With — Patrick Cullen, Leanne Hall, Sean Riley and Jenny Sinclair. Hosted by Angela Meyer.’

endgameI’m currently reading and loving Joel Magarey’s memoir of travel, fear and love, Exposure. The author will also be appearing at the Emerging Writers’ Festival. I read Samuel Beckett’s Endgame with my boyfriend on the weekend, in anticipation of Waiting for Godot (starring Sir Ian McKellan) next week. We LOVED it (There’s something dripping in my head. [Pause] A heart, a heart in my head). Next on my list are Colm Toibin’s Brooklyn, as I may have the opportunity for an interview, and John Fowles’ The Collector (for book group). And festival prep reading for EWF & others soon to be announced. And all the rest

possessedsmallIf you’re anything like me, you will love a book being released in Australia today, The Possessed, by Elif Batuman (Text). It’s a passionate, personalised journey through Russian literature, its authors, and the people who read and write about them. Definitely one of the best books I’ve read this year – warm, smart, sweet, poignant, even slightly eccentric. Quite captivating, especially if you’re already passionate about literature. I’ll be interviewing the author on the blog soon, too!

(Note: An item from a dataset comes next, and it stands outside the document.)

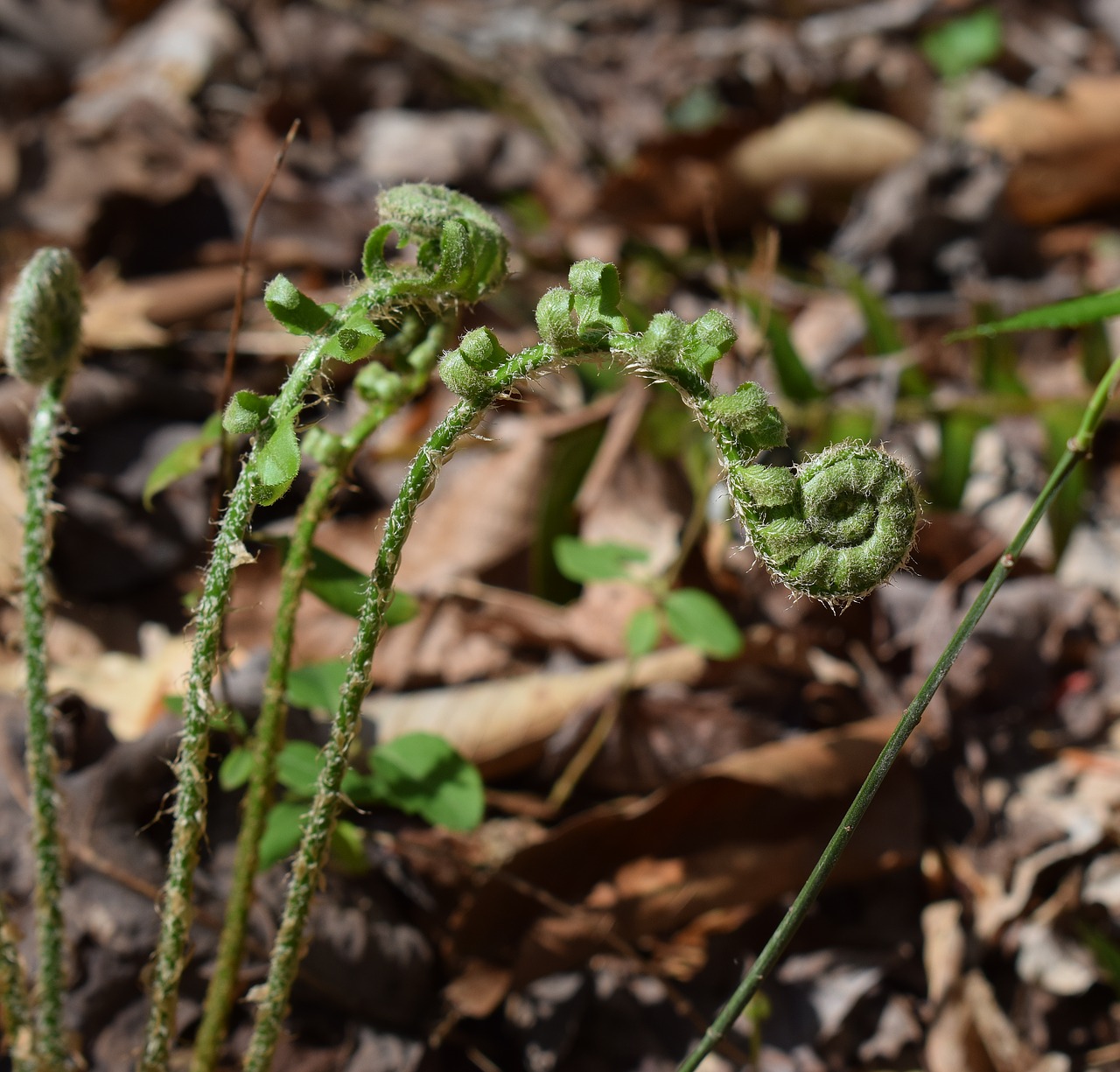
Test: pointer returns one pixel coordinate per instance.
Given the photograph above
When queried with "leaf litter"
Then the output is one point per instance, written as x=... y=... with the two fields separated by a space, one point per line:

3 thoughts on “Provoking, presenting, plays, programs and the possessed

  1. Pingback: Tweets that mention Provoking, presenting, plays, programs and the possessed – LiteraryMinded -- Topsy.com

  2. Angela, the Miles Franklin criteria *can’t* be loosened. It’s a Trust. The criteria were specified in MF’s Will. For legal reasons, it’s not negotiable…
    If, for example, this year’s judges had awarded the prize to Parrot & Olivier, one of the other shortlisted authors could have challenged it in the courts, and (while draining the Trust Fund of all that’s in it with legal fees) would probably have won because P&O is not about ‘Australian life in all its phases’ and should never have been considered eligible. A disgruntled author with a bad temper could thus destroy the Award altogether.
    I’d like to see the judges pay more attention to fulfilling the terms and the spirit of the award instead of trying to subvert it as they have this year. Miles Franklin was not a wealthy woman and she lived very frugally indeed so that she could leave enough money to set up the award to foster *high quality* *Australian* writing. At the time, publishing was dominated by the Brits, now it’s dominated by the global marketplace. Literary fiction is still a niche needing support while genre fiction does not. The need to encourage high quality writing with an Australian sensibility is just the same, and writers are still bullied into writing for a market which doesn’t appreciate or understand Australian vernacular or settings. (I write here from personal experience – a publisher wanted me to rewrite an entire first chapter omitting all the references to Australia because Americans wouldn’t like it.)
    I believe that we owe it to Miles Franklin to honour her Will as it was intended and that we should pressure the Australian Rich List to dig into their thus far un-philanthropic pockets to set up similar Awards so that we can support a wide variety of Australian writing.
    Lisa Hill, ANZ LitLovers

  3. Lisa, thanks so much for your wonderful comment. Sorry I’ve taken so long to respond. I wonder if an author would challenge it in the courts if a book won that didn’t quite fit the criteria?

    You raise some valid and interesting points re honouring Miles Franklin’s Will, and celebrating strictly ‘literary’ fiction, as it ‘needs support’. It is important to our culture. And the award does bring attention to literary works with an Australian setting and/or theme. But I do think what constitutes an ‘Australian’ book is quite different than what it would have been in the past. And I think the genre fiction (arguably still literary genre fic) and books with younger protagonists could still be valid.